Training and pedagogical support is provided by the Office of the Vice President for Learning Innovation (OVPLI - formerly the Office of the Dean of Teaching and Learning, ODTL) and the Computer Services Department (CSD). This is delivered via: training workshops; online documentation; telephone and email support. A DCU Moodle user community is beginning to emerge, and it is hoped that this will become a support network for users of the system in the future.
An incentive for educational development and research via moodle was provided via DCU's annual Teaching and Learning Fund projects scheme. This year's call explicitly solicited applications that would facilitate cross-university research and collaboration using Moodle. A range of Moodle projects were funded, coming to €105,500 in total (DCU TLF project scheme, 2004).

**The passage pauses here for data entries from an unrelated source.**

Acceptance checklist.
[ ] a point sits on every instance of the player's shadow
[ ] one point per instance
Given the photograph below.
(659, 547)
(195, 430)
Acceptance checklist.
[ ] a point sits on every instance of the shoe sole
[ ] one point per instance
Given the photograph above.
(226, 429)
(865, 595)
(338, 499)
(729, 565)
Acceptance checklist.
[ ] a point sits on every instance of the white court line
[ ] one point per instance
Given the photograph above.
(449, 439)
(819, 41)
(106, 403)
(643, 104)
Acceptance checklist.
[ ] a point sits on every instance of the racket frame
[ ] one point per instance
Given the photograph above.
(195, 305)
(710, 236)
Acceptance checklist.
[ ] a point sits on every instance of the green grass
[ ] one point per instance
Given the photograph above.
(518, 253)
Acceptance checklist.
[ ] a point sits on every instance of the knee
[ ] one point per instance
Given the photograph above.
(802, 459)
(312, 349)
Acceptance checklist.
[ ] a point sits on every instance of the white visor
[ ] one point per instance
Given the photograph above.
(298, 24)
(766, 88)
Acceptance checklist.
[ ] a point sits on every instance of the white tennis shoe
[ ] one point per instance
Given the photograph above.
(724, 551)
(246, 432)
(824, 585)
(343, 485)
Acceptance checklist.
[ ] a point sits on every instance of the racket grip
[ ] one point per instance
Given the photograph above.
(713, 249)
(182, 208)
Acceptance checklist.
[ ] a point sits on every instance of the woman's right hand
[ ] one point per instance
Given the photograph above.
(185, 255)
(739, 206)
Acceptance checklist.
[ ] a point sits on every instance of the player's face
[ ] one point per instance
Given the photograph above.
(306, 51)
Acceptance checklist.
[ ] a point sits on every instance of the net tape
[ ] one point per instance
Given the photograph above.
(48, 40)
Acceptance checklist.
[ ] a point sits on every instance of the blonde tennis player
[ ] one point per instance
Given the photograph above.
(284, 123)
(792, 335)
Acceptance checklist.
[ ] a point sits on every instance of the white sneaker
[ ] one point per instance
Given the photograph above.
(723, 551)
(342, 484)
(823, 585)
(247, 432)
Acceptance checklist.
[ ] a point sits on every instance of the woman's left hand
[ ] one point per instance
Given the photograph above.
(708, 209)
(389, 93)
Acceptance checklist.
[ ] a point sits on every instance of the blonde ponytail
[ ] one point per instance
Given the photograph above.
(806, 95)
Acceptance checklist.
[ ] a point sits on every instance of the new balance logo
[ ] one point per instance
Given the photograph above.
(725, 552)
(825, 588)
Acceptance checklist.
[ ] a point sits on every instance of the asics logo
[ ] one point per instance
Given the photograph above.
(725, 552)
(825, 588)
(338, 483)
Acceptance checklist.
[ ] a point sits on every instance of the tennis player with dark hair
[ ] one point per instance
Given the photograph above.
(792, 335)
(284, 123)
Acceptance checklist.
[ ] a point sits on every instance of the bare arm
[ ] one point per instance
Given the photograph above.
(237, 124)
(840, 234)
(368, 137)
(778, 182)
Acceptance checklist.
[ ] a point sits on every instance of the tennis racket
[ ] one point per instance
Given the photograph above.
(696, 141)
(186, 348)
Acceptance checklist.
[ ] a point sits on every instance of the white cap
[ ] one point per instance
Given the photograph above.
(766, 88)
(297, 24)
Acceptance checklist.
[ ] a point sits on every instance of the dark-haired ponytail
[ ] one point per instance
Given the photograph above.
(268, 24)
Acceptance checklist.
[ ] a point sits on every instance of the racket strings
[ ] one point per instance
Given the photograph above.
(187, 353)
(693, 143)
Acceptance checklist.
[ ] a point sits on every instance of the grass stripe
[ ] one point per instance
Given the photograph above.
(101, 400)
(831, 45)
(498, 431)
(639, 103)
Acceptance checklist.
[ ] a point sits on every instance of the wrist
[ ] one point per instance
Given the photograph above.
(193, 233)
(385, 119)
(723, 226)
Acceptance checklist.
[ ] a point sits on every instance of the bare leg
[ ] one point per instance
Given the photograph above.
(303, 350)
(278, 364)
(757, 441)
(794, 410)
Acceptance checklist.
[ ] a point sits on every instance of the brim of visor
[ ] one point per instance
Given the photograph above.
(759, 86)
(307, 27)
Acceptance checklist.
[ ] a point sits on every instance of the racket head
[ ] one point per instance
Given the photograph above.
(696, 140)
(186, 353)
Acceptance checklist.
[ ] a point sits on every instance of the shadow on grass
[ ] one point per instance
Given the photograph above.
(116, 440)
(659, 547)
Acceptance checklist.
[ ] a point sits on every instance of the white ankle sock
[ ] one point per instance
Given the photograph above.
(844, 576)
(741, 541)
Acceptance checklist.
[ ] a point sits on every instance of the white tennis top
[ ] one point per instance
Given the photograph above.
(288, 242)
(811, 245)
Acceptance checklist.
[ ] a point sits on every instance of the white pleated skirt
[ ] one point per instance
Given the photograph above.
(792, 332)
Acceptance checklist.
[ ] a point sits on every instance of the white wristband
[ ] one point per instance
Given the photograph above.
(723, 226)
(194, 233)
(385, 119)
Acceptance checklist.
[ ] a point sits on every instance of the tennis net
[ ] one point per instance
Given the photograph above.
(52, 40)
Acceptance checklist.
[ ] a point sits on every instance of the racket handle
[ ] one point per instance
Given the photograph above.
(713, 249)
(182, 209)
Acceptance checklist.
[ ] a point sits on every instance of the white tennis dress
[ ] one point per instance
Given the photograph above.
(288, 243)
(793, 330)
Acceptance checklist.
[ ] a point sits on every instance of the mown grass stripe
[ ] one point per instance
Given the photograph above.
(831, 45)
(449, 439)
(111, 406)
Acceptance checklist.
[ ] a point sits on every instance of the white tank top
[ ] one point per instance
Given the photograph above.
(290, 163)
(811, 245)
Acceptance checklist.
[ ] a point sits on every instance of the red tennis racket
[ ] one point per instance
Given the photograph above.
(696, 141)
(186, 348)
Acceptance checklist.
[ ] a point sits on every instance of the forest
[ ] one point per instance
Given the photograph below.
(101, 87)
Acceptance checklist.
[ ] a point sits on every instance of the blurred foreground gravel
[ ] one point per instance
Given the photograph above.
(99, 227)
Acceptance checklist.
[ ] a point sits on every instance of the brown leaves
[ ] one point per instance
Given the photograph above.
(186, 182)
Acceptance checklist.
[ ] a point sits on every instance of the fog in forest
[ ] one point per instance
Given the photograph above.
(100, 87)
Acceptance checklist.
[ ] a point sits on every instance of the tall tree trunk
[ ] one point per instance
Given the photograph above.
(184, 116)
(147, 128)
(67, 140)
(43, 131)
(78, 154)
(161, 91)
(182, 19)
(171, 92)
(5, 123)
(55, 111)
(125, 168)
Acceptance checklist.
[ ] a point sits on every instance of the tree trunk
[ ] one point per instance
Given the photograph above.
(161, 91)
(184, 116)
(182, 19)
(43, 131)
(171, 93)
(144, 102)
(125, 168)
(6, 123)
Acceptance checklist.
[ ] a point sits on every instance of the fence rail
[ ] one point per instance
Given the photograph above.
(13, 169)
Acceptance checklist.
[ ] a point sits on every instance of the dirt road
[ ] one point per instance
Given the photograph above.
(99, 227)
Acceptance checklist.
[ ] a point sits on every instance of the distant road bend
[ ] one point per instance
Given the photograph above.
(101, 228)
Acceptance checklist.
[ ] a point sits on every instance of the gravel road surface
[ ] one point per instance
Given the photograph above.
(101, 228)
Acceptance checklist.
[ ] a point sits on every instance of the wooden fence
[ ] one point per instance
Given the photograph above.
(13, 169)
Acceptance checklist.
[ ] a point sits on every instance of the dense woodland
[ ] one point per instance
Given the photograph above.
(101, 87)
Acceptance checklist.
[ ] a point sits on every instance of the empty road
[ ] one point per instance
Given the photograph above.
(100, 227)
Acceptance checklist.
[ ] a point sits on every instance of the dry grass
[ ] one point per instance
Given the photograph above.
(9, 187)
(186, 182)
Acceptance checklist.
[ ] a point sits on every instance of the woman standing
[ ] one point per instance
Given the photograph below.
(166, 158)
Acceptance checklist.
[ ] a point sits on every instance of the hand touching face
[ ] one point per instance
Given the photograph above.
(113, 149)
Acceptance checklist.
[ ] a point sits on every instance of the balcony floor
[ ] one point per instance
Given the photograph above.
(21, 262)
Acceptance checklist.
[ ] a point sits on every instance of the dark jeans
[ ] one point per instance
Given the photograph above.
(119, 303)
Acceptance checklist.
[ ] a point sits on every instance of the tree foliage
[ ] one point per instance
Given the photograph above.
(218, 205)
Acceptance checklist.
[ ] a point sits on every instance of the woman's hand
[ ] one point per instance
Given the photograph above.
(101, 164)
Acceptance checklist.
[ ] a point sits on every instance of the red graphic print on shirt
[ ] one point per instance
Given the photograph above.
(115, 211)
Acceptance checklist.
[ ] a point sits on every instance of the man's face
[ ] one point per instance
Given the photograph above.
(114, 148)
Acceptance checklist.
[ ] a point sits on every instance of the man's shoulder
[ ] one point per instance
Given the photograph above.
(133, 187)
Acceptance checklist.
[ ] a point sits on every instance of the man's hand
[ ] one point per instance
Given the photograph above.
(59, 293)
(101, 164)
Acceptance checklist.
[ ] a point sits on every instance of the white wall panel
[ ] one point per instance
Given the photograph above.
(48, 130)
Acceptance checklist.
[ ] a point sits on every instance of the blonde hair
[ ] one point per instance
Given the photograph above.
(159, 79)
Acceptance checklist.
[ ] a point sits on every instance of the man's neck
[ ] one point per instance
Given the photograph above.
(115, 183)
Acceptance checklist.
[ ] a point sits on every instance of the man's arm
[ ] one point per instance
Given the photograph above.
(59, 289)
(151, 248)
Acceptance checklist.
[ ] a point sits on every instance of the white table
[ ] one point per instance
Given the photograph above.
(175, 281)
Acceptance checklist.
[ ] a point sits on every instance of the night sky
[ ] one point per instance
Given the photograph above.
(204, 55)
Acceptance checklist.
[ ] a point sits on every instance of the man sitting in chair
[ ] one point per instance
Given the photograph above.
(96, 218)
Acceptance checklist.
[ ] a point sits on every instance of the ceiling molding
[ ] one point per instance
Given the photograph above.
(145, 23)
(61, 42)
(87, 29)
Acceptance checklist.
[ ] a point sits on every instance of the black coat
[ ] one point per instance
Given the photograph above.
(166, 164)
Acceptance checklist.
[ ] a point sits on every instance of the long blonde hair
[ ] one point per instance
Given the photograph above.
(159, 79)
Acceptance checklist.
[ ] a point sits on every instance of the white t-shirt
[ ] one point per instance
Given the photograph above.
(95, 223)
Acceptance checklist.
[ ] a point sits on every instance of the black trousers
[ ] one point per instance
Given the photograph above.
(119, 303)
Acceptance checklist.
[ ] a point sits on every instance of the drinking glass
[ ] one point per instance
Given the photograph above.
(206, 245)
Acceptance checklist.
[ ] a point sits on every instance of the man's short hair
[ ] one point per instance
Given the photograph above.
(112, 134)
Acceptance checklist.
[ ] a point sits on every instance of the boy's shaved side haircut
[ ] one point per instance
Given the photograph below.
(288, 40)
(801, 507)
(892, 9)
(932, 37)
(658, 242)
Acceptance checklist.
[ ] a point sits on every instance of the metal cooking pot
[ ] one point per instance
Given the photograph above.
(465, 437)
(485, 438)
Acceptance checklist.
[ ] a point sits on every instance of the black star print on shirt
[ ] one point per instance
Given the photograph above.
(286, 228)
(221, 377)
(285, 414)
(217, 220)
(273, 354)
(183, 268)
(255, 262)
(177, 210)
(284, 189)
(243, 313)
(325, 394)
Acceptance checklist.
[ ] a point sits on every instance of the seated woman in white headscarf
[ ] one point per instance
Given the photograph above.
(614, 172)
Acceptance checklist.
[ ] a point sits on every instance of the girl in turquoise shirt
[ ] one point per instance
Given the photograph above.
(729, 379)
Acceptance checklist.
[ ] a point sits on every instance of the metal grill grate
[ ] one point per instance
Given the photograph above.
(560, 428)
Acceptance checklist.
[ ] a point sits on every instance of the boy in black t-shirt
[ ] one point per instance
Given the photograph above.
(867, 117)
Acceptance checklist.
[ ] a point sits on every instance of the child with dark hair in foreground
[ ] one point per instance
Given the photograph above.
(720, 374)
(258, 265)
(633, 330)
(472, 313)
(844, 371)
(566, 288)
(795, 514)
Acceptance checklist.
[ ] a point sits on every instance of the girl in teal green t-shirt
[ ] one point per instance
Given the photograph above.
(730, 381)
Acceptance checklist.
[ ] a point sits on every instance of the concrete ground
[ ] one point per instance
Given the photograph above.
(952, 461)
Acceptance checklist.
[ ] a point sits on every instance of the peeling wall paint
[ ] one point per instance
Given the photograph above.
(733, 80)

The system is also being used as the platform for a number of undergraduate and postgraduate research projects.
A number of candidate development priorities have been identified, and it is hoped that these can be completed prior to, or during, the next phase.
There will be substantial additional expansion of the Moodle deployment in this phase. The system will be established as an institution-wide platform for research and development in learning innovation. It is anticipated that incentives for e-learning development via moodle and research will continue, also specifically encouraging external collaborations.
According to the UK Joint Information Systems Committee (JISC) "... [t]he term Managed Learning Environment (MLE) refers to the whole range of information systems and processes of a college or university (including its VLE if it has one) that contribute directly, or indirectly, to learning and the management of that learning." It is our aspiration that Moodle will become the framework for such an integrated MLE at DCU. As such, the investigation into integration with other administrative systems will continue.
Institution wide deployment of Moodle VLE and progression to an integrated institution wide MLE.
All remaining programmes and modules will be encouraged to exploit the relevant capabilities of moodle.
The field of VLE/MLE systems is still evolving rapidly. However, there is already clear consensus that such systems are here to stay, and will be integral elements of all Higher Education teaching and learning in the future. There are strong arguments in favour of cultivating a viable open source platform for this purpose. The initial experience at DCU with Moodle, in particular, has been very encouraging. The system is technically robust, reliable, and easy to use for both staff and students. The global community of Moodle users is extremely active, and growing quickly. We look forward to its further development and widespread deployment to enhance the flexibility and effectiveness of learning experiences for our students well into the future.